Sir, would you mind telling me for whom you have just voted ? Thank you so much. Just a few more questions .... years of education ?, occupation ?, etc. etc., and yes, "religious preference." And then of course there is a quick peek to ascertain race.

As a result of such exit polling, we have information on a national scale that has been shown to be more-or-less accurate for the broad demographic groups. We know that McCain, like Bush before him, received a convincing majority of the white vote. And, this time round, we know that Black people voted Obama in overwhelming numbers. The same reports that tell us these well-established things also purport to tell us about the Jewish vote: 78% for Obama. The trouble is that unlike the large demographic groups, the small minority of Jews in this country (between one and two percent of the population) make any such precision illusory.

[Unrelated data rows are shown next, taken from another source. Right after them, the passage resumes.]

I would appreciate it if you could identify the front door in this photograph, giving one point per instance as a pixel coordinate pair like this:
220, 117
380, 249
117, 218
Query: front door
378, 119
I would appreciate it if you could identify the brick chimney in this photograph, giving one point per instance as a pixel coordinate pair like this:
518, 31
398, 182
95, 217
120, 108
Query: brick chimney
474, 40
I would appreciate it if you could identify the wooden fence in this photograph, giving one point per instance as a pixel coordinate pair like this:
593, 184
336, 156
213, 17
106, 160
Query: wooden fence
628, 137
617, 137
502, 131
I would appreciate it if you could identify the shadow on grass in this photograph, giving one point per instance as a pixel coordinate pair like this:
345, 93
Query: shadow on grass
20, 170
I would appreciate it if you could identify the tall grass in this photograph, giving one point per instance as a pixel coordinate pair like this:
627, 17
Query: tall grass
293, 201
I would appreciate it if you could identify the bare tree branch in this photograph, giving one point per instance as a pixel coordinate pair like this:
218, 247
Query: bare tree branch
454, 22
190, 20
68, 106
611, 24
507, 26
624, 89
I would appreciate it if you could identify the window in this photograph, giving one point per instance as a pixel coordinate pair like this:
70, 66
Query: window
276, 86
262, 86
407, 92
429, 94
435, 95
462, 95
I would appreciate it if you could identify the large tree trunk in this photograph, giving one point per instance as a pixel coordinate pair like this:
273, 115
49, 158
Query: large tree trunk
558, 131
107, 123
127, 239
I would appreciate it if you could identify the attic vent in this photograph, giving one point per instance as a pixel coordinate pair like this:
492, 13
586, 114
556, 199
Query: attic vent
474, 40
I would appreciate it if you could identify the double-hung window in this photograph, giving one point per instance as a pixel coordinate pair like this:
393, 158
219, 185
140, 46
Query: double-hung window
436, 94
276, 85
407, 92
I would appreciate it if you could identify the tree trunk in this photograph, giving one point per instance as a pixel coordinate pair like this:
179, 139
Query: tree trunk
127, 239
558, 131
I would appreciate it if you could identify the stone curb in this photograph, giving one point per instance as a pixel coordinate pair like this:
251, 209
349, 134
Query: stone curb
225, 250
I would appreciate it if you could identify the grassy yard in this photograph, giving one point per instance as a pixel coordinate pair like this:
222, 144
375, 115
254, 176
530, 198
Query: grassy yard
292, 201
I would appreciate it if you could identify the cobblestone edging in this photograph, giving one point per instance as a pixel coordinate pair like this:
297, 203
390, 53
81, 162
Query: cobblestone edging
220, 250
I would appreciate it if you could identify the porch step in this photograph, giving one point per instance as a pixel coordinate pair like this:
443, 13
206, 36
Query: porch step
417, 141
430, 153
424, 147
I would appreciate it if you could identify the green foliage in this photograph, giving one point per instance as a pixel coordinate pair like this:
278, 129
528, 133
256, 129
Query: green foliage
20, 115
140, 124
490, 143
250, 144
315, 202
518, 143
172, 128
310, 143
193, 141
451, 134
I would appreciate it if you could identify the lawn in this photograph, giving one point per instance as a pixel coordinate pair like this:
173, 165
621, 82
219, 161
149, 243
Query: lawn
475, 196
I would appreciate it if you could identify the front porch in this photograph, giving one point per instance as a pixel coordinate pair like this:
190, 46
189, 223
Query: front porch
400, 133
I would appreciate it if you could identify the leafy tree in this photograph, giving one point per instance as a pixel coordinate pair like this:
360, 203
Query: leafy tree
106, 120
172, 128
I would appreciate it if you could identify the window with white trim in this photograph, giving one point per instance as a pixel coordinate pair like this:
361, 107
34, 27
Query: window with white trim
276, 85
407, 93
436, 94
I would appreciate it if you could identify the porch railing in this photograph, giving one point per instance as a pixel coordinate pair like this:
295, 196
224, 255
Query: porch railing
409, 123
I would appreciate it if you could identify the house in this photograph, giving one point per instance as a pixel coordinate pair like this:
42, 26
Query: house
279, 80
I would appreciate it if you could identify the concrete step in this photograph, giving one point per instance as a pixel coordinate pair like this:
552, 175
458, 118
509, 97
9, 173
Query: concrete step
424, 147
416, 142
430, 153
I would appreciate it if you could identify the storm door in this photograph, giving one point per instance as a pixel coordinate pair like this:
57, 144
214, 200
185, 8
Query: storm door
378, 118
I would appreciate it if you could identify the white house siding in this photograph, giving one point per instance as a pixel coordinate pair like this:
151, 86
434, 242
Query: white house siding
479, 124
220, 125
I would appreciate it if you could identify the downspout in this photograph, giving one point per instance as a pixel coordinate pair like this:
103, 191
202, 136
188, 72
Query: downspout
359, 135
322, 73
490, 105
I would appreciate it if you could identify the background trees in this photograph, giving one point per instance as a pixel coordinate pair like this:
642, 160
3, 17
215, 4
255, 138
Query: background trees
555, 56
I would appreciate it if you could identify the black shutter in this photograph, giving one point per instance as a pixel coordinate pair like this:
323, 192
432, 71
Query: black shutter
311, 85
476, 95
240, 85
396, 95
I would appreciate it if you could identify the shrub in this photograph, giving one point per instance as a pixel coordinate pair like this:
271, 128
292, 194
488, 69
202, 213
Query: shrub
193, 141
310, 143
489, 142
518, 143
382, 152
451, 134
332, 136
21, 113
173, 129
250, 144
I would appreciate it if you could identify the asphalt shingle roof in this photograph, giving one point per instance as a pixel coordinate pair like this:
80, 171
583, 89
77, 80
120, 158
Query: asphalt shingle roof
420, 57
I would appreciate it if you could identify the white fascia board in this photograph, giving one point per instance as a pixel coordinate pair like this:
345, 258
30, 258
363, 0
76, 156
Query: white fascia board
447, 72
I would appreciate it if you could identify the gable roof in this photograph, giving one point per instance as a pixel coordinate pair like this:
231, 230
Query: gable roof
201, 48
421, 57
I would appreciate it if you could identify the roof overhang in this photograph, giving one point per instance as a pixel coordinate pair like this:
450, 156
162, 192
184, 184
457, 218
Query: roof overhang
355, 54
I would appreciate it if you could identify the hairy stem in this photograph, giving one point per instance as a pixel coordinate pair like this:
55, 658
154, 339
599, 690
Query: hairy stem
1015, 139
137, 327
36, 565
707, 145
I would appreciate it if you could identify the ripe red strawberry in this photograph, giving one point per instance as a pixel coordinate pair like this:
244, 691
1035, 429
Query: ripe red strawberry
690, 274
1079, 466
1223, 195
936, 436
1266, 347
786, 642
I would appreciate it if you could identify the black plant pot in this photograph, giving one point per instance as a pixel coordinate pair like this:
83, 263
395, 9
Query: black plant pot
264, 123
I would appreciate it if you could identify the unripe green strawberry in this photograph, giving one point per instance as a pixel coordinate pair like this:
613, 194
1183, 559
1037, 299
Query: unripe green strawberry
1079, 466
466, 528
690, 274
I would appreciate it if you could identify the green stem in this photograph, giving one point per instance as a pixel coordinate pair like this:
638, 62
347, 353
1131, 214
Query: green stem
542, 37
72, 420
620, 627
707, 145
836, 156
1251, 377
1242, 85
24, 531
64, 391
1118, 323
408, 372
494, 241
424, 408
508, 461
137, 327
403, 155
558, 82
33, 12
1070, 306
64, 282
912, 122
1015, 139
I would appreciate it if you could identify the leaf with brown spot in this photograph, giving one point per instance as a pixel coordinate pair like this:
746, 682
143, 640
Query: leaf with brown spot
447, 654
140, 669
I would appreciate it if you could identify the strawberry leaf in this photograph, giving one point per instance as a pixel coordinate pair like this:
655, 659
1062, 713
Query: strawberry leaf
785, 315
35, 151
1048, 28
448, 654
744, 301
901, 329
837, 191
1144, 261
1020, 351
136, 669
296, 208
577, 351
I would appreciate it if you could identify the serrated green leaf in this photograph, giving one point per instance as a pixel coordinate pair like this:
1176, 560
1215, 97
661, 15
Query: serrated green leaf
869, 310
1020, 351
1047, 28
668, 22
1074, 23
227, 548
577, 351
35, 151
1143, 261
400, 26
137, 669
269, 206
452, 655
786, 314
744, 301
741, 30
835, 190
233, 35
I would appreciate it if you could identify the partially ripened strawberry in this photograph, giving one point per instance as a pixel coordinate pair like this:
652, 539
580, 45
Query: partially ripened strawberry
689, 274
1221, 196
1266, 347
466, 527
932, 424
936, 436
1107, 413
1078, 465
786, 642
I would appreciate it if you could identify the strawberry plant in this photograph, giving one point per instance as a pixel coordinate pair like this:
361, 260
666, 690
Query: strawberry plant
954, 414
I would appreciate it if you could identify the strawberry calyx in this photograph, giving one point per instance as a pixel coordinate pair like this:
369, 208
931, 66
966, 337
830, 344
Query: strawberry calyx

The New York Times, for example, carried a report on the exit poll that was conducted by Edison/Mitofsky on November 4. It seems that 17,224 voters, at 300 polling places nationwide, were interviewed that day by E/M. Among these there were about 350 Jews, of whom 78%, or about 270, said that they had voted Obama, with almost all the rest having voted McCain.

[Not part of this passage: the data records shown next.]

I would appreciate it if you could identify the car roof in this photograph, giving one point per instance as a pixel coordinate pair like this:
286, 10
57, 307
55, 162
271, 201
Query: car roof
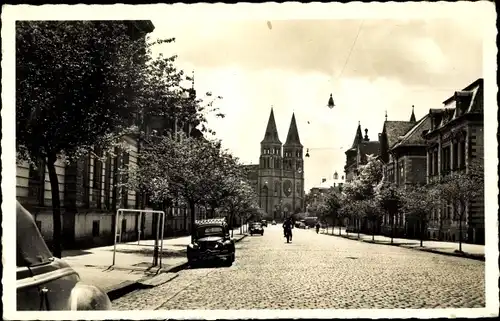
31, 248
211, 222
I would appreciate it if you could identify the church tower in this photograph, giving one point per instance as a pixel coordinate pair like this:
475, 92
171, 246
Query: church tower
293, 172
270, 166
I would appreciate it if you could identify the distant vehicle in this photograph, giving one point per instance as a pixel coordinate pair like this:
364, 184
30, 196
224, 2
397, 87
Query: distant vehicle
310, 221
211, 242
45, 282
256, 228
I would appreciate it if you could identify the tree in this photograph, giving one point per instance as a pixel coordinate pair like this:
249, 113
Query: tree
419, 201
332, 205
241, 202
75, 83
389, 198
372, 212
83, 84
226, 177
460, 189
362, 190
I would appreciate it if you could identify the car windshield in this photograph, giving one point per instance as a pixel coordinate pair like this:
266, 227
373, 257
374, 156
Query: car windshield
31, 248
210, 231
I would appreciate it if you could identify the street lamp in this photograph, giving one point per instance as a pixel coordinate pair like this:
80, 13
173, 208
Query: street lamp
321, 148
331, 103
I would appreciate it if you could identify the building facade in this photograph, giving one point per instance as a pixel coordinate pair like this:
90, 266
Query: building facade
278, 179
454, 139
407, 166
90, 189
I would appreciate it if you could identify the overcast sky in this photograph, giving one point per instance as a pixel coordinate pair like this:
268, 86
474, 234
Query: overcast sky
369, 66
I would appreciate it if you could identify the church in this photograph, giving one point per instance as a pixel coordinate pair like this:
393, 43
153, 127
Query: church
278, 179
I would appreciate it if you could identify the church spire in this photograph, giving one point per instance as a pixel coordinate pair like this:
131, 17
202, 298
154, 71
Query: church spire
293, 134
412, 117
359, 136
271, 135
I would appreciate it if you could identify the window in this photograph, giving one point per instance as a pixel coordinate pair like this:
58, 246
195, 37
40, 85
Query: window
124, 225
435, 164
97, 178
445, 159
86, 181
124, 180
107, 181
36, 183
462, 154
95, 228
455, 156
431, 168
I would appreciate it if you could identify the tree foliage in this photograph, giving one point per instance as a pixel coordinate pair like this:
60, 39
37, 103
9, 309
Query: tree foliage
82, 84
419, 201
461, 189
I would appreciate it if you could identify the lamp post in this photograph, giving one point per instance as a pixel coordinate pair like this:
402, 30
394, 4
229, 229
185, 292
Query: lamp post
392, 209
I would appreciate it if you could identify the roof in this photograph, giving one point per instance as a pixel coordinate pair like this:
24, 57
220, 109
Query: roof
213, 221
395, 129
412, 117
369, 147
293, 134
414, 135
31, 248
271, 135
357, 137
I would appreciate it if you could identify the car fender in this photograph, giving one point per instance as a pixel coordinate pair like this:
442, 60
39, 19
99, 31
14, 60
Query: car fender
88, 297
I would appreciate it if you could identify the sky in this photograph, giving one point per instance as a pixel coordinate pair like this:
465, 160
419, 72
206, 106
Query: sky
370, 66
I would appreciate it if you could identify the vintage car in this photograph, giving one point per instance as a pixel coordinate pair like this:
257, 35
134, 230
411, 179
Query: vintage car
47, 283
256, 228
211, 241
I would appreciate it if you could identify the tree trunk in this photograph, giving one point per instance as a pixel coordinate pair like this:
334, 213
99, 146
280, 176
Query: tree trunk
56, 206
421, 232
192, 206
373, 230
392, 228
460, 229
231, 219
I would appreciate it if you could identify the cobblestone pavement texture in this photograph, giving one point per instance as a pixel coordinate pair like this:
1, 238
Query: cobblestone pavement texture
319, 272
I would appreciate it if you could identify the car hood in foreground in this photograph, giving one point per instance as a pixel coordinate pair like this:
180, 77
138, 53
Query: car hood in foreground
210, 239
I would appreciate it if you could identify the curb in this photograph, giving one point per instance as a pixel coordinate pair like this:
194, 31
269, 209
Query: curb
477, 257
129, 286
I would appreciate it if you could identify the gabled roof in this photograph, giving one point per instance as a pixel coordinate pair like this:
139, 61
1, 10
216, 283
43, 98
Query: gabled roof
369, 148
395, 129
414, 135
412, 117
271, 135
293, 139
358, 137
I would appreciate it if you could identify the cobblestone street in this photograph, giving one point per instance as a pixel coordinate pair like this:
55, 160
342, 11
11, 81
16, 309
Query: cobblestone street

To what extent can these 350 individuals be said to be representative of the American Jewish electorate ?

The sample of 300 polling places, or about 5 per state, represents about one quarter of one percent of the nation's voting districts. It was drawn as a random sample of all the nation's districts, and, for purposes of the larger population, can yield reliable results. But to accept its validity as representative of the Jewish population, we have to assume that the Jews of the country (roughly one or two percent of the population) are randomly distributed, more or less, over all the voting districts, all over the country. The proportionate size of the Jewish communities of Williamsburg and Borough Park would have to be similar to those of Idaho and Utah. If that assumption does not hold, there is no validity in the result. (There are statistical techniques -- oversampling -- used for the larger minorities, to correct for some of these problems. There is no indication that such techniques have been used for the Jewish population. I have written to Edison/Mitofsky to get details of their methods, but so far I have had no reply.)

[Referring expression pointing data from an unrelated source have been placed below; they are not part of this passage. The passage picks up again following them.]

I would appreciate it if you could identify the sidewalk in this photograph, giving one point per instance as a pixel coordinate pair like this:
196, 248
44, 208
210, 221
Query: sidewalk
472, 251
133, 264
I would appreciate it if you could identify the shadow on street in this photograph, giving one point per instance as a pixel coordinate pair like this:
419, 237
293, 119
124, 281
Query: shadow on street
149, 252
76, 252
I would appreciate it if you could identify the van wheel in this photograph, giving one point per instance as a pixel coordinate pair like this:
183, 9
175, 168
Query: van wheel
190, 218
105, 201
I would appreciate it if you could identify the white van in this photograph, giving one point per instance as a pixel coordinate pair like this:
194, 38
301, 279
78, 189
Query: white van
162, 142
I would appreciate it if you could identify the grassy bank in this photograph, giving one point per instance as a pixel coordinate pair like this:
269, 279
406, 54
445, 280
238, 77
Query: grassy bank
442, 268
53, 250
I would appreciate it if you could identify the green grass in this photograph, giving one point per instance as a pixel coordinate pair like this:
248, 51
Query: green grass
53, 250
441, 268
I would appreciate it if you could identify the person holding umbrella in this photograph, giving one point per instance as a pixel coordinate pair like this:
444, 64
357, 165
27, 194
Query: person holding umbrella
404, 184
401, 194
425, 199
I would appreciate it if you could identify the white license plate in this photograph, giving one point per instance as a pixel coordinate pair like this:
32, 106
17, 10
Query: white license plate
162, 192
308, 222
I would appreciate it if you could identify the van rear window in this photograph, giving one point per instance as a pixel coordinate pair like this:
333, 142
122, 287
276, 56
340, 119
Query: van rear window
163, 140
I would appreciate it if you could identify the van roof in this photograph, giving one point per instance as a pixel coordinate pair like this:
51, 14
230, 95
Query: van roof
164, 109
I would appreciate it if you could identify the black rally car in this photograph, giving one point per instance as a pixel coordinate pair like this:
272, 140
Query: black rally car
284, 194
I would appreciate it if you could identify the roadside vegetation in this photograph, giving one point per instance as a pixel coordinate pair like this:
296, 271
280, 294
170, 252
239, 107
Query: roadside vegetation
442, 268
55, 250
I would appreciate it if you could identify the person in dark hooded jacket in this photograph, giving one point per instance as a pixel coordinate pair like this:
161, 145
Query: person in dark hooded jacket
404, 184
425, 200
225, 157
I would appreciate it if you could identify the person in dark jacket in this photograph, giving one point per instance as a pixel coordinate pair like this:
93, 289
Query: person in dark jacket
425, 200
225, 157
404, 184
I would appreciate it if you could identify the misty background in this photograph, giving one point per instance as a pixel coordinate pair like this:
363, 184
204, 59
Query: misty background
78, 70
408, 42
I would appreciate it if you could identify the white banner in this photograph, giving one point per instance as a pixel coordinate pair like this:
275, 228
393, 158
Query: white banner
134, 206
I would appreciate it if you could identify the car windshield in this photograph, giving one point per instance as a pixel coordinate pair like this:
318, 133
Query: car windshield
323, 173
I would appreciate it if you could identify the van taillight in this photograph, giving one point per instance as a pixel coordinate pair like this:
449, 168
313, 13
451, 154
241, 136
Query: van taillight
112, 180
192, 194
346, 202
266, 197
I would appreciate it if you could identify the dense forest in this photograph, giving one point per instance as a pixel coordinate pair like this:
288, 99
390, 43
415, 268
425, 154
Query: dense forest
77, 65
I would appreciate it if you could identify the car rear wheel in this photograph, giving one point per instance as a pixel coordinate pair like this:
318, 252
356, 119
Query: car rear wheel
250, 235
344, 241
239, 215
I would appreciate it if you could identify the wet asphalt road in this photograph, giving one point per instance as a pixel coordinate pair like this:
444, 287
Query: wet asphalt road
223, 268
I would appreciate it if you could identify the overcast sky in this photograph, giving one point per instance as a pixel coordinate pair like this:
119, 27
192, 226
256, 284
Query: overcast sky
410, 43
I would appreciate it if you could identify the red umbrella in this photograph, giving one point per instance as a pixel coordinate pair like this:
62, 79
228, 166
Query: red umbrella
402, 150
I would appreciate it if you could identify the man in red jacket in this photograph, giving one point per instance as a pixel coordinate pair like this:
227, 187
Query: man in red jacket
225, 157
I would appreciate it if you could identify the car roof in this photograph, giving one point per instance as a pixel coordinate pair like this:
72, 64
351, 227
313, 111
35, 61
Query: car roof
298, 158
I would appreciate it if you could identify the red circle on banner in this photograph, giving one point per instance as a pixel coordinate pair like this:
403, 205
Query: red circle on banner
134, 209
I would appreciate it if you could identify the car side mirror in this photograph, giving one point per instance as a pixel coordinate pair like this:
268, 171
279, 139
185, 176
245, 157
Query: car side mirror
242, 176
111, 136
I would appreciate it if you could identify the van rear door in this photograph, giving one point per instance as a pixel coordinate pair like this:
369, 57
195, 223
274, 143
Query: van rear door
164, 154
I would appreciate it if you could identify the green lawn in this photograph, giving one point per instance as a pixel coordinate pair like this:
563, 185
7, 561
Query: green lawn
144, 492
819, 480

The Brooklyn Paper has reported overwhelming support for McCain in Hasidic neighborhoods. No doubt there was heavy support for Obama on the Upper West side. The Jews of Wyoming, Idaho, Utah ? It is doubtful that the national pollsters ever encounter any of these at all. A valid sample of the American Jewish electorate would have to encompass such diversity. A national sample of all American voters, if it is of practicable size and complexity, cannot do this.

These exit polls almost certainly overstate the extent of Jewish support for Obama, for this reason: since they are based on methods that seek to create representative samples of the American population as a whole, they may do an adequate job of reaching Jews who are well dispersed in that population. But they cannot adequately reach those dense pockets of Jewish population that consist, to a large extent, of Orthodox Jews. And it is probable that these Orthodox pockets were much more favorable to McCain.

Did the Jews generally favor Obama over McCain ? Probably yes. But to the extent of 78 % ? Not likely.